Norm: But maybe if you’ve done the kind of cognitive labor required to get CEV, it’s pretty trivial to aim it more precisely?

Joe: That does sound plausible, yeah.

Norm: And in that world, you really truly do have a concentration of power problem?

Joe: Well…almost. There are some humans whose CEV looks at this situation in abject horror and goes “No no no! Expand your circle of concern, dammit! Include absolutely everyone, and don’t weigh me any more heavily than any others!” and means it from the bottom of their soul. (It still warms my heart immeasurably that humanity routinely produces such folk.)

Norm: You’d have to be insanely lucky to get such a person.

Joe: Yes, and you really, really don’t want to bank on that. But you don’t necessarily need an angel. Many other humans would be…mostly nice, and mostly caring, and mostly want to be surrounded by more happy thriving people? It seems like caring ought to be at least sort of transitive, right, if they care about their family and friends being actually okay and those people care about their family and friends and so on. So the CEV of an average human might not be totally awful to implement. It’d probably be better than paperclips.

Norm: Huh.

Joe: There would probably still be some very large amount of horribleness and distortion of the glorious diversity of humankind, though, as the world conforms to the ideals of a person or small group first and foremost. That’d be a pretty awful waste of our potential as a species.

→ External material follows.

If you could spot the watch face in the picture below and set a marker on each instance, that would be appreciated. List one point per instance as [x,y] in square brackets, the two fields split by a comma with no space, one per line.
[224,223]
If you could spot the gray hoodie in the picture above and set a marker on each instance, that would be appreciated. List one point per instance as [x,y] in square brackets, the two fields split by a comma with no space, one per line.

And if you land on a moral monster then yeah, the future is toast.

Norm: So why aren’t you more worried about that outcome?

Joe: I am! But I think the vast majority of current paths don’t manage to get even remotely close to “one person or a few people in charge forever” and instead look more like “the creator and everyone else die.” I would be so much less worried if the only problem we had to solve was whose values an AI upholds; instead we seem to have the problem that nobody can get them to reliably uphold particular values in the first place. Of course, if we manage to stall the death race long enough to actually align AI, we will have to grapple with who or what it’s aligned to.

I think that a sane civilization tries really hard to both solve alignment and align AI to, specifically, the CEV of All The People Everywhere, or something very much like it; I think that that civilizations which do not do both of these will probably have a bad time. But the first problem is far more pressing to me. I think the second problem is…solvable with the right combination of governance and transparency and clearly understood cognitive science from solving the first? It’s not an easy problem, but I think we could do it, especially in a world where we are treating AI with at least the gravity and respect that we treat nuclear weapons.

Norm: That actually made a lot of sense. I’ve never heard it explained in quite that way before. You should write this conversation up, like, the whole thing, as a post.[1]

Joe: I align with that. ❤

  1. ^

    Yes, this actually happened. Shoutout to the person who made this suggestion, if you want to be named let me know.